In one of my own startups, we hired a UX designer and made a decision to end the contract a week later because of some Behavioural signals we saw that followed up with discussion of the real motivations of joining our team.
In other startups I advised, we hired top execs and decided to part ways with them just months after they joined due to lack of alignment on vision and needs.
As founders, we want people to feel home when they come to work, feel a part of the team and be kind and accountable. We give them swag, tell them to remove their shoes at work, and make the office very comfy. However, we want people to be high-performing, sometimes competitive and fast-learners - there is no tension between those, right?
However, when things go not as planned, when someone is not performing, or not a fit, you suddenly want to remove them from the "family" - that's a tough thought. This happens, by the way. in all families, when you have people that are isolated or no one cares about. They might have done something that did not fit to the norms of the family, or made someone irritated.

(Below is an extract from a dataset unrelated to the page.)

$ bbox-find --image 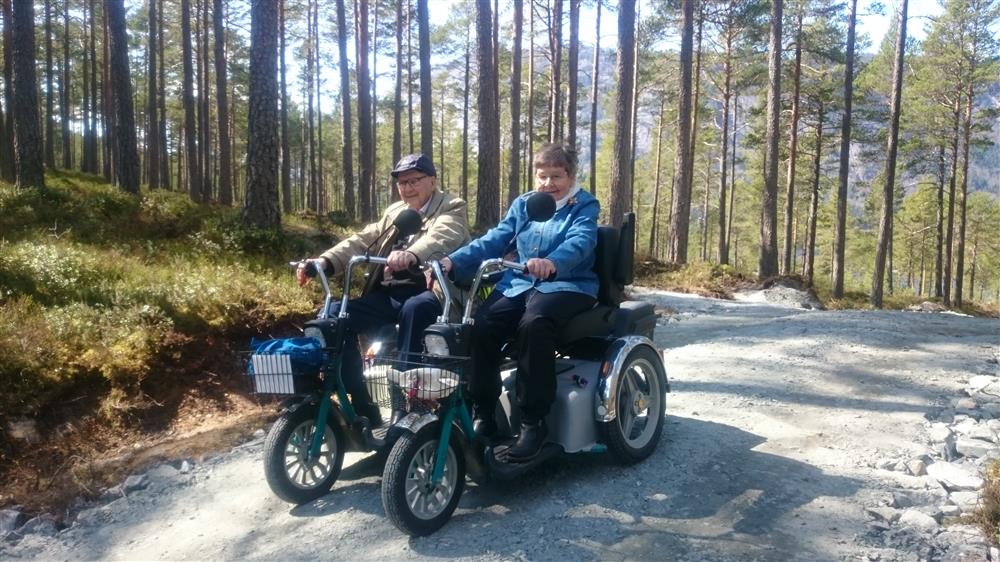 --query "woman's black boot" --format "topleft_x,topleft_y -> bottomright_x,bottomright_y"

Here is my take, as a founder you can call it whatever you want 'Family', 'Team', 'Club'. The most important thing is to be clear with new hires and joiners and with existing members about expectations - you from your teams, and from your team of you.
Write it down, put it on the wall as a set of values or leadership principles - make it super clear what it means to be a part.
Being transparent and open about expectations makes you one step ahead to creating a high-performing startup team, the one you need to make your startup grow and succeed.